Following my recent post in response to West Mercia Police’s Safe Night Out campaign, I am wary of gaining a reputation as someone who simply goes around having lots and lots of rubbish sex. This would be reductive and untrue; I’ve had lots of good sex, too. But it’s fair to say I’ve been the participant in many a rubbish shag. What’s even worse is that it’s frequently been my fault.

When it comes to “bad sexual etiquette” I’m ashamed to admit that I’m really pushing the boundaries. Much of this is down to laziness. The truth is that I often find the whole intercourse kerfuffle just way too tiring. All those positions and whatnot – who do they think I am, Beth bloody Tweddle? I’d rather let the other person do all the work and yes, I know that’s rude (in a bad way), but that’s just how I am. I’m kind of hoping I’m sexy and seductive enough for this not to matter too much.

There are other, less passive ways in which I’ve messed up in the bedroom, manners-wise. I once dislocated a boyfriend’s shoulder while attempting bondage with a dressing gown cord. I said sorry and everything, but to be honest it was all a bit late by then. Then there are all those times when, deep in the throes of passion, I’ve called out “Jarvis” or “Adam Ant” or “Morrissey, only back when he was fit and not a racist”. They’ve all been pretty poor, I’ll admit (although I have not, as yet, called out “Lego Han Solo”, which is good, considering). Perhaps the worst thing I have done ended in me being asked to leave a wedding, which I did, willingly, since it simply meant continuing a liaison with a Chesney Hawkes lookalike in a more private setting. I am quite ashamed of that, in retrospect. But at least he didn’t look like a member of New Kids on the Block.

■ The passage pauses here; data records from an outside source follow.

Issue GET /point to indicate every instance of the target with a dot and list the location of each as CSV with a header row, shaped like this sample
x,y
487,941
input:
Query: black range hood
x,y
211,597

One thing I have never done is had sex with another person without their consent. This is because that is rape, as clearly explained in this fantastic post from Vagendamag (it has diagrams and everything). It is a post that is so clear, even George Galloway could understand it (although he still wouldn’t be able to spell “misogynist”; sad, given that he’s such a good one).

George is confused about the fact that once you’ve had sex with a person you also retain the choice not to have sex with them ever again (I mean, I’d bloody hope so. One Chesney’s enough to last a lifetime). But according to George it’s not so clear:

I mean not everybody needs to be asked prior to each insertion. Some people believe that when you go to bed with somebody, take off your clothes, and have sex with them and then fall asleep, you’re already in the sex game with them.

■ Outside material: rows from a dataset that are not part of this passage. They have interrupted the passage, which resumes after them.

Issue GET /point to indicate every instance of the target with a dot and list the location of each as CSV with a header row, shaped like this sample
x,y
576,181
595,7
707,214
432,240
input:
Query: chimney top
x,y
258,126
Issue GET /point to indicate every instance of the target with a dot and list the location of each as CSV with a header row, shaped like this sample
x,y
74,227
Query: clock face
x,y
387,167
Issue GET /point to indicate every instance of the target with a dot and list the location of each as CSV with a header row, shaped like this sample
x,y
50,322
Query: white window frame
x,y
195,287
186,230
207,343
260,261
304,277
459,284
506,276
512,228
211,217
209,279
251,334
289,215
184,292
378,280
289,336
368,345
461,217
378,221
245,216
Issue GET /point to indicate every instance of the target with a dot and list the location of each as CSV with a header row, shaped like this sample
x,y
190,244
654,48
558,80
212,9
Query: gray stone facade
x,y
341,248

No, George, you’re not. Some people might believe this, but we call such people rape apologists. We can but hope that they aren’t rapists, too (apparently George isn’t, but not because it’s wrong; it’s because it’s “really sordid”. Personally, I’ve always found “really sordid” to be quite good in relation to sex. But probably not if Galloway’s involved).

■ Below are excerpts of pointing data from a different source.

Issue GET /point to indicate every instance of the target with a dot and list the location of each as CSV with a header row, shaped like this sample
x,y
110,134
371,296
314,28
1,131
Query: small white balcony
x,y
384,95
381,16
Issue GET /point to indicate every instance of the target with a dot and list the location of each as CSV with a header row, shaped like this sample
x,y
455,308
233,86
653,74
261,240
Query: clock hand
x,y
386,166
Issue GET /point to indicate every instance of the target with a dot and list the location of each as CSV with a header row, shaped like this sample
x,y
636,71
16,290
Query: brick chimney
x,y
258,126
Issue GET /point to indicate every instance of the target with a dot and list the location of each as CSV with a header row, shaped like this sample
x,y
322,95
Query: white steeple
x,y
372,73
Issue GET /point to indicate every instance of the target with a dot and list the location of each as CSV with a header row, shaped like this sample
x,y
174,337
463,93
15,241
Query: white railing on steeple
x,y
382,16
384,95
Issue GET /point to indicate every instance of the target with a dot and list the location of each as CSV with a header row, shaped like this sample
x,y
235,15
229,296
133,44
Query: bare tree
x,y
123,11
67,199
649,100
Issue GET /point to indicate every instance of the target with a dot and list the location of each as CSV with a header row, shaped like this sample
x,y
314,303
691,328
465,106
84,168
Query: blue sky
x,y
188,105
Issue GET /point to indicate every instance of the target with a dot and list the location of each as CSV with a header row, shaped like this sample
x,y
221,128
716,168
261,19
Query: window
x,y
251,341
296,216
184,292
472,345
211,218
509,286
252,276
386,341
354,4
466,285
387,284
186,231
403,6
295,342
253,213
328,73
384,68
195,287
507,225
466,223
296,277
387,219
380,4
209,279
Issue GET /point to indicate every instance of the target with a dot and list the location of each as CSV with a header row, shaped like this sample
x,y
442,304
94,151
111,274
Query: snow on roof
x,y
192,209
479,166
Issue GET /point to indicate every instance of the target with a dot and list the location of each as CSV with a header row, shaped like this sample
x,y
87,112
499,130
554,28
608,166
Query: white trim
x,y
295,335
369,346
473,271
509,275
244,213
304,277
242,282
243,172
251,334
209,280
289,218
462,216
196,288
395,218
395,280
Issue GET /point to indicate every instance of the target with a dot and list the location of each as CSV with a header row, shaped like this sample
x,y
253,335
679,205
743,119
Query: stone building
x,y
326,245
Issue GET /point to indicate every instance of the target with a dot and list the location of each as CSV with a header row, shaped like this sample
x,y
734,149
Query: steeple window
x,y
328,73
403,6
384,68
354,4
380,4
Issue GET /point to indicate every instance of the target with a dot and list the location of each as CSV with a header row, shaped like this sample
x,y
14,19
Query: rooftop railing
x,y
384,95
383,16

I realise that in writing all this I’m making myself into what Galloway would call a “useful idiot” in the whole Wikileaks saga. This is interesting, because the last time I was called a “useful idiot” was in 2003. Tony Blair used the term for people like me when we protested against the invasion of Iraq, on the basis that we simply played into the hands of people like George Galloway. We protested anyhow, fully aware that Galloway was a knob (let’s face it, it’s hard to miss). We were simply saying that the invasion of another country was wrong, just as we’re now saying that having sex with someone who isn’t consenting is rape. It isn’t complicated. You can defend Wikileaks without redefining rape. You can also protest about rape and sexual assault without conflating these things with “bad sexual etiquette”. Seriously, I know the difference. It’s a massive difference. Honestly, George, even “Chesney” would understand.